With the development of business, such as AI, data warehousing, and big data analysis, an increasing number of business that runs on Object Storage Service (OSS) requires low data access latency and high throughput. OSS provides the OSS accelerator feature, which allows you to create an accelerator to cache hot objects on high-performance NVMe SSDs to provide data access with low latency within milliseconds and high throughput.
Benefits
Low latency
The NVMe SSD media of an accelerator can provide millisecond-level download latency for business.
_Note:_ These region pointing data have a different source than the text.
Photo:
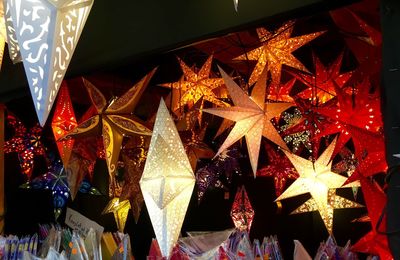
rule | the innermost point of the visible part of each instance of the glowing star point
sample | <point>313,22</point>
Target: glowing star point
<point>196,86</point>
<point>114,121</point>
<point>47,47</point>
<point>318,180</point>
<point>120,209</point>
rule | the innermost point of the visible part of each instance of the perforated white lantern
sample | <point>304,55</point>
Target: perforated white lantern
<point>167,182</point>
<point>46,33</point>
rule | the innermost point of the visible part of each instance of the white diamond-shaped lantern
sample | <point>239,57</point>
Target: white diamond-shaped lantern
<point>46,33</point>
<point>167,182</point>
<point>9,32</point>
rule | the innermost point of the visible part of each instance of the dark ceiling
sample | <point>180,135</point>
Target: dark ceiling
<point>124,33</point>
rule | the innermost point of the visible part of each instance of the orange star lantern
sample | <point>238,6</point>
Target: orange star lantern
<point>64,121</point>
<point>242,212</point>
<point>114,120</point>
<point>276,50</point>
<point>252,116</point>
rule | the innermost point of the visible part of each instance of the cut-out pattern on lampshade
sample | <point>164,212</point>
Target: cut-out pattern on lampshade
<point>46,34</point>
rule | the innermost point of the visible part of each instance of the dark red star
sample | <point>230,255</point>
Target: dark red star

The accelerator provides better performance for hot data query in data warehouses and inference model download.
High throughput
The accelerator can provide high throughput for a small amount of data and meet the burst read requirements for a small amount of hot data.
Increased throughput
The bandwidth of an accelerator increases linearly together with the cache capacity of the accelerator and provides burst throughput of up to hundreds of Gbit/s.
Automatic scaling
In most cases, computing tasks are periodic tasks that have different requirements for the amount of required resources. You can scale up or scale down the cache capacity of the accelerator based on your requirements without interrupting your business. This helps reduce resource waste and costs. The accelerator supports at least 50 GB of cache capacity and up to 100 TB of cache capacity. The accelerator inherits the advantages of OSS massive data storage and can directly cache multiple tables or partitions in a data warehouse.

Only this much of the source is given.